Reading notes on https://doi.org/10.1016/j.datak.2019.05.003

SubspaceDB : In-database subspace clustering for analytical query processing

ABSTRACT

High dimensional data analysis within relational database management systems (RDBMS) is challenging because of inadequate support from SQL. Currently, subspace clustering of high dimensional data is implemented either outside DBMS using wrapper code or inside DBMS using SQL User Defined Functions/Aggregates(UDFs/UDAs).
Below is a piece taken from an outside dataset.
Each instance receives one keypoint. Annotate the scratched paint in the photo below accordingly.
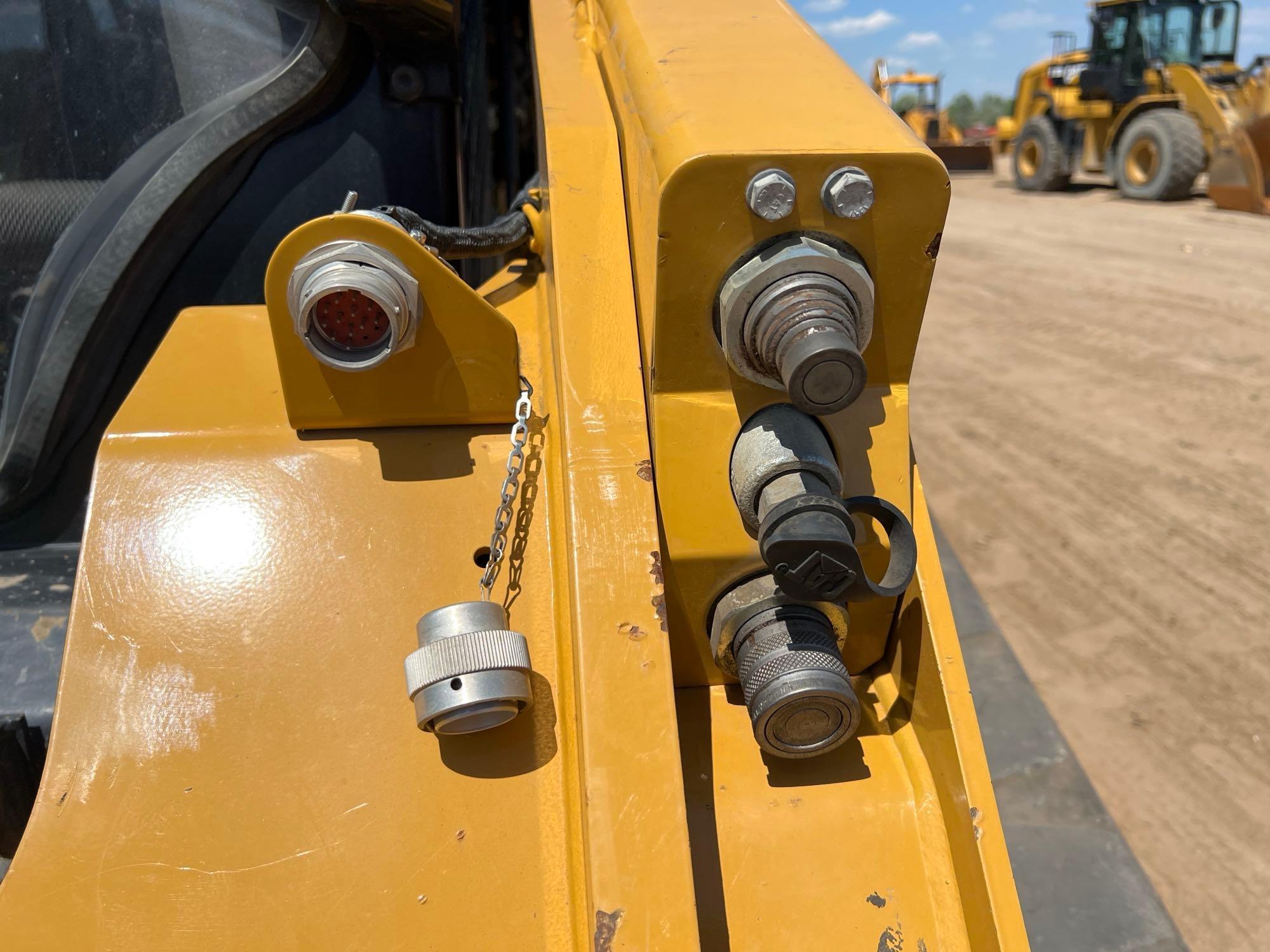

However, both these approaches have potential disadvantages from performance, resource usage, and security perspective for voluminous and frequently updated data.

SubspaceDB implements subspace clustering directly within an RDBMS. SubspaceDB can be over 10 times faster as compared to a conventional wrapper-based or SQL UDF approach.

INTRODUCTION

Despite the fact that RDBMS still remain the premium type of data management technology in most of the domains, subspace clustering algorithms do not lend themselves to SQL queries.

Four important queries that help in the formation of subspace clusters for in-DBMS analytics:

(a) Medoid queries, (b) Neighbourhood queries, (c) Partial similarity queries, and (d) Prominence queries.

The major contributions of this paper are

  1. Formulation of following relational algebraic operators with optimization objectives

    • Computation of partial similarity between two tables.

    • Finding representative tuples from a table.

    • Finding relevant attributes in a table.

    • Characterizing neighbourhood of a given tuple from a table

  2. SubspaceDB : A Querying system that facilitates data summarization, dimensionality reduction and subspace clustering of high dimensional data stored within RDBMS, using the proposed operators.

  3. A framework for querying data via SubspaceDB.

Most of the research work on integrating machine learning with DBMS propose to export data to external tools. But moving large volumes of data is inefficient due to I/O overhead, change of file format and network speed. So, large-scale parallel and distributed file systems like Hadoop and Spark are also used extensively for big data analytics. In spite of these successive tools in front of scalable data analytics, this direction presents significant challenges for high dimensional data analysis, real time data access, space management, security, and concurrency control. In order to address the aforementioned issues, authors propose a new strategy for subspace clustering within DBMS.

Proposed analytical query model

  1. Dataset is structured and stored in RDBMS.
  2. Though the dimensions of data is quite high, the intrinsic dimensions are less.
  3. The frequency of increase in the number of tuples is higher than that of the attributes.

These operators are devised by an optimal integration of selection, generalized projection, rename, union and aggregate operators.

  1. Computation of partial similarity between two tables.
  2. Finding representative tuples from a table.
  3. Finding relevant attributes in a table.
  4. Characterizing neighbourhood of a given tuple from a table

Realization of subspace clustering within DBMS

Authors present a top down approach for subspace clustering, called projected clustering, which can be applied on a table within RDBMS by integration of the proposed operators in appropriate manner. The advantage is interactive analysis, reduced data movement, efficient query processing due to reduced search space, and above all retrieval of hidden clusters in different subsets of attributes.

Conclusion

SubspaceDB is comprised of algebraic relational operators that facilitate abundance of actionable analytics such as representative selection, feature selection, dimensionality reduction, neighbourhood, segmental similarity measure, and above all subspace clustering within DBMS. DBMSs equipped with these capabilities serve to augment DBMS’s machine learning capability in a seamless manner, obviating the need of separate APIs, external analytic systems or data mining tools.